Gartin responded that there isn’t place for 800 bedrooms anywhere closer, and that development would eventually have to happen at the edges. It could also bring students back to Ames who live in surrounding communities. Council Member Peter Orazem said the data shows that there is a significant number of people who do commute to work in Ames.

Orazem, who attended telephonically, used Google Maps to compare the property distance to the Memorial Union. It came out almost even with The Grove on the east side of Ames. Orazem also said that it could promote housing return to being family homes instead of apartments. 

The vote came out 3-3 on the property’s rezoning, so the proposal was denied. The property had been annexed by the City for future development, which will now be delayed for future proposals.

Earlier in the night a community member concerned with human trafficking requested the city look into regulating massage parlors.

The member mentioned Johnston is the only city in the state to currently have regulations, but the state recently gave municipalities the power to address regulation and human trafficking.

Council Member Tim Gartin asked if human trafficking evidence had been found in any Ames parlors recently. He was told of two women were arrested last year for prostitution and one man convicted of sexual assault within a parlor last year. 

In May 2016, Xiao Zhang, 51, of Ames, and Zemei Guo, 49, of Ames, were both arrested. Zhang, an employee of Asian Health, was arrested on two counts of prostitution, an aggravated misdemeanor. Guo, an employee of May Spa, was arrested for practicing a massage without a license, a serious misdemeanor. 

Genmu Cheng, 63, who co-owned Home Spa in Ames with his wife, was arrested on two counts of third-degree sexual abuse by forcible fondling in April 2016. Cheng was the salon’s only masseuse.

The motion to approve the Safe Community Resolution previously discussed and presented to the council (view the original discussion here) was passed by all members except Orazem, who proposed his own Resolution. The original resolution was an adaptation of the Iowa City Council’s resolution.

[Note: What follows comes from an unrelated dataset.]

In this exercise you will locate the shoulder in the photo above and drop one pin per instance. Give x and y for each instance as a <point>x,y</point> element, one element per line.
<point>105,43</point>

The resolution protects amnesty to undocumented immigrants when calling for emergency services or aiding in investigations. Ames Police Chief Charles Cychosz spoke in favor of the resolution as reaffirming policy the police department already has at a previous meeting.

Prior to 2014, when it was ruled illegal to hold people based on immigrant status, Story County had held undocumented immigrants for federal procedure.

“Our police do their job, not [Immigration and Customs Enforcement]’s job,” a community member said.

Orazem said he felt it was unfair to single out the police, and that part of becoming a police officer is to agree and swear to uphold federal, state and local law, including those of immigration. He proposed an adopted version, which acknowledges the international population, both visitor, immigrant and refugee, citizen, employee, educator and student.